Zhangyang Wang works at TAMU.

Posts

Peek-a-boo: Occlusion Reasoning in Indoor Scenes with Plane Representations

We address the challenging task of occlusion-aware indoor 3D scene understanding. We represent scenes by a set of planes, where each one is defined by its normal, offset and two masks outlining (i) the extent of the visible part and (ii) the full region that consists of both visible and occluded parts of the plane. We infer these planes from a single input image with a novel neural network architecture. It consists of a two-branch category-specific module that aims to predict layout and objects of the scene separately so that different types of planes can be handled better. We also introduce a novel loss function based on plane warping that can leverage multiple views at training time for improved occlusion-aware reasoning. In order to train and evaluate our occlusion-reasoning model, we use the ScanNet dataset and propose (i) a strategy to automatically extract ground truth for both visible and hidden regions and (ii) a new evaluation metric that specifically focuses on the prediction in hidden regions. We empirically demonstrate that our proposed approach can achieve higher accuracy for occlusion reasoning compared to competitive baselines on the ScanNet dataset, e.g. 42.65% relative improvement on hidden regions.
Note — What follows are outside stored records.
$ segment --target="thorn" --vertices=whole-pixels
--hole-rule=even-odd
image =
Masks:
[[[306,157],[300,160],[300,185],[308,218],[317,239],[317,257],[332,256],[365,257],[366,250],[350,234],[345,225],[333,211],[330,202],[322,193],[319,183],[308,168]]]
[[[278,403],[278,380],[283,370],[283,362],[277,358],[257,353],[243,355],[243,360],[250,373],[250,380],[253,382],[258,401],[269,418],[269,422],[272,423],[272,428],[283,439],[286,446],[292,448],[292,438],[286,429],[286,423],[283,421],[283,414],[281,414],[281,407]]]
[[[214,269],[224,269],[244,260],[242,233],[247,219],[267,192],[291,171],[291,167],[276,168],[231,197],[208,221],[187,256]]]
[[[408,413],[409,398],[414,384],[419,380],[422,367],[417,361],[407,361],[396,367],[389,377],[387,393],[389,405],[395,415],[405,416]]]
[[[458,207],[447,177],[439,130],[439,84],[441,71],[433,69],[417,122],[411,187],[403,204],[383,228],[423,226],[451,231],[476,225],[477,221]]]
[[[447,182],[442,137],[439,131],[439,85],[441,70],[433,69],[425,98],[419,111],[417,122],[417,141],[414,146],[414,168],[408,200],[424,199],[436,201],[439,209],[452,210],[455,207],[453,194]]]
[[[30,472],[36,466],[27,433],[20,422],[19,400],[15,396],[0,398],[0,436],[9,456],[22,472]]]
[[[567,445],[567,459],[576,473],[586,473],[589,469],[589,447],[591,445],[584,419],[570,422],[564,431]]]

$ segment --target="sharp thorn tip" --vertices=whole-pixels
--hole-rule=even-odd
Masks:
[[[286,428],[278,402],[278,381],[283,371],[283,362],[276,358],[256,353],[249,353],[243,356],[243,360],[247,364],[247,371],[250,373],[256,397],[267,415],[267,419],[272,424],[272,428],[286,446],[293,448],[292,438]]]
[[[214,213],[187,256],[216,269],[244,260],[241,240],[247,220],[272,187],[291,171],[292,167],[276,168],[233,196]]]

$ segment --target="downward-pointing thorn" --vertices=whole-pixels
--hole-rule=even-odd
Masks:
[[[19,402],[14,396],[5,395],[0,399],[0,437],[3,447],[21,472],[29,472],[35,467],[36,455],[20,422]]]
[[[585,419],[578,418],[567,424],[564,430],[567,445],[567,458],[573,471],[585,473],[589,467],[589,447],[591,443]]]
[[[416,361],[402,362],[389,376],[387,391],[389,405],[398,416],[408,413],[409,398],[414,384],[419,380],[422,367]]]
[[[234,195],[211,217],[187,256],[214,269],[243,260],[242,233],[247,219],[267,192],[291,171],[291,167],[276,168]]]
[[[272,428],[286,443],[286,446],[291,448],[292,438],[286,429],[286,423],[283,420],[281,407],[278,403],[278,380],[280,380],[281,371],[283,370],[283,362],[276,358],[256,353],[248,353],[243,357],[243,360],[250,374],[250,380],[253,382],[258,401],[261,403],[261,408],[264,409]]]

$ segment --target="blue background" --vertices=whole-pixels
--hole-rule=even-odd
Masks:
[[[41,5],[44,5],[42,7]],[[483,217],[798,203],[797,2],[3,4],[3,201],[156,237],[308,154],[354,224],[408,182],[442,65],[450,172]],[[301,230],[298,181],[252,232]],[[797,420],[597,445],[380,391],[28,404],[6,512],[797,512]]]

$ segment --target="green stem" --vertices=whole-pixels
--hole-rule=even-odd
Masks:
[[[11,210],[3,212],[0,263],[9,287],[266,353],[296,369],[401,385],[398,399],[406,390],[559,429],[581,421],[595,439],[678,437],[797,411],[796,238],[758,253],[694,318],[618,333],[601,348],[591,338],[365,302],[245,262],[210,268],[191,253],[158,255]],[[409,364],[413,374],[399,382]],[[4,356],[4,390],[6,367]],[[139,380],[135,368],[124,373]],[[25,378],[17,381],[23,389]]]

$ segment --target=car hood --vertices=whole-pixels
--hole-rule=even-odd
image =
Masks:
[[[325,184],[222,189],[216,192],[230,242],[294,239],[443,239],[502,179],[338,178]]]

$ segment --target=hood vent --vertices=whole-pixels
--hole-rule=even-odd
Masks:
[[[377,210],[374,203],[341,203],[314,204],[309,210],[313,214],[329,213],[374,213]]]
DAVID: Dual-Attentional Video Deblurring

Blind video deblurring restores sharp frames from a blurry sequence without any prior. It is a challenging task because the blur due to camera shake, object movement and defocusing is heterogeneous in both temporal and spatial dimensions. Traditional methods train on datasets synthesized with a single level of blur, and thus do not generalize well across levels of blurriness. To address this challenge, we propose a dual attention mechanism to dynamically aggregate temporal cues for deblurring with an end-to-end trainable network structure. Specifically, an internal attention module adaptively selects the optimal temporal scales for restoring the sharp center frame. An external attention module adaptively aggregates and refines multiple sharp frame estimates, from several internal attention modules designed for different blur levels. To train and evaluate on more diverse blur severity levels, we propose a Challenging DVD dataset generated from the raw DVD video set by pooling frames with different temporal windows. Our framework achieves consistently better performance on this more challenging dataset while obtaining strongly competitive results on the original DVD benchmark. Extensive ablative studies and qualitative visualizations further demonstrate the advantage of our method in handling real video blur.